Twice-told tales of two legendary Broadway lyricists. Citron (Noel and Cole, 1993, etc.) works chronologically: The first quarter of his text is pure Oscar Hammerstein (1895-1960) and the last quarter all Alan Jay Lerner (1918-1986); in between, he intercuts the stories but makes little attempt to relate them to each other. Despite some similarities, the two men had radically different personalities. Hammerstein was a moralist, an old-fashioned lyricist and librettist whose early work was in the accepted operetta style of the day. He had two extremely lucky breaks in his long career: One was an invitation to collaborate with Jerome Kern in 1927 on Show Boat, universally acclaimed as the first ""modern"" musical; the second was a late-in-life partnership with Richard Rodgers, beginning with the smash Oklahoma! (1943), which transformed him into a living legend. Lerner was a much more uneven and unpredictable worker. He benefitted from one important professional relationship, with Frederick Loewe, a Viennese-born composer who perfectly balanced Lerner's fiery temperament with his steadier musical hand; the duo are best remembered for My Fair Lady (1956) and Camelot (1960). While Hammerstein was a warm family man, genuinely loved by his colleagues, who had a lifetime of theatrical hits, Lerner passed through a slew of stormy marriages, battled a long addiction to amphetamines, and experienced a relatively short period of success.
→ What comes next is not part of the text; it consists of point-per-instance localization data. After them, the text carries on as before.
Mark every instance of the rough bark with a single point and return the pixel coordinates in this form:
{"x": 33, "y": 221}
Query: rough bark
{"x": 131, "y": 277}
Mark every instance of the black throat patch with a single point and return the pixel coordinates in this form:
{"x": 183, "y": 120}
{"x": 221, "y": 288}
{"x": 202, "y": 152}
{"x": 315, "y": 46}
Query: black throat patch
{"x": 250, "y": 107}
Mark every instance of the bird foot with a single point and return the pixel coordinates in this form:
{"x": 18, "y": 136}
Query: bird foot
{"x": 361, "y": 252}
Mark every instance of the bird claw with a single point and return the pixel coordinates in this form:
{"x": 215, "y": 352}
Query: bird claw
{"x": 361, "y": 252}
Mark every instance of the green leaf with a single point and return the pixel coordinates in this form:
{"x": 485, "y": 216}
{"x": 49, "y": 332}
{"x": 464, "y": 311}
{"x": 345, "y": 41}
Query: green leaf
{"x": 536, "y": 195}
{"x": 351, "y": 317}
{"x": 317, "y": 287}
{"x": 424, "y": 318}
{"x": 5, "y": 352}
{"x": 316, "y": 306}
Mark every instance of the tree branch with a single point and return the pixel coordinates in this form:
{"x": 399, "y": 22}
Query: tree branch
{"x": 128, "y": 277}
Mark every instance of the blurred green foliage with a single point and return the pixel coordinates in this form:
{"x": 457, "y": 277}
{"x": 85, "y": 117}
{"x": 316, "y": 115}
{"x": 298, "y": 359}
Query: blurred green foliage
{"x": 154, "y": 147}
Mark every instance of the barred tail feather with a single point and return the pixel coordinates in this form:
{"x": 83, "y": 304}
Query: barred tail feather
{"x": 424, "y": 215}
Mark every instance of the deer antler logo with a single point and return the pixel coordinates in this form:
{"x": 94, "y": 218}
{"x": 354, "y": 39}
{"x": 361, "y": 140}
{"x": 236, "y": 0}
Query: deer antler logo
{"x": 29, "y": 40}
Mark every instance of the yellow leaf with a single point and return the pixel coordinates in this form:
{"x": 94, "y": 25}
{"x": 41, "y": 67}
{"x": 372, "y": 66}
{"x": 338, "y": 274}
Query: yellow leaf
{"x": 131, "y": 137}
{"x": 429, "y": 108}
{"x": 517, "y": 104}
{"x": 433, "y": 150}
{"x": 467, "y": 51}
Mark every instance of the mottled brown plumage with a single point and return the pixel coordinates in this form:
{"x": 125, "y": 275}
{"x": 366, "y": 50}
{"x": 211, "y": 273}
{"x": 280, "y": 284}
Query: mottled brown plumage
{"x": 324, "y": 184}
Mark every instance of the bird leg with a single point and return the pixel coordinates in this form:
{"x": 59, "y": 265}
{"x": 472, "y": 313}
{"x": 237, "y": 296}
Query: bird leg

Citron offers insightful readings of both men's lyrics, as well as some interesting remarks about the evolution of their best-loved works. But his narrative is marred by awkward constructions (""all was not as bad as it might appear in the preceding paragraphs"") and oddly inappropriate clich‚s (""rumors...ran through the theater community faster than money through a drunkard's pockets""). Several previous books have already covered much the same biographical ground. Best read for its analysis of the songs; otherwise, little flesh on these bones.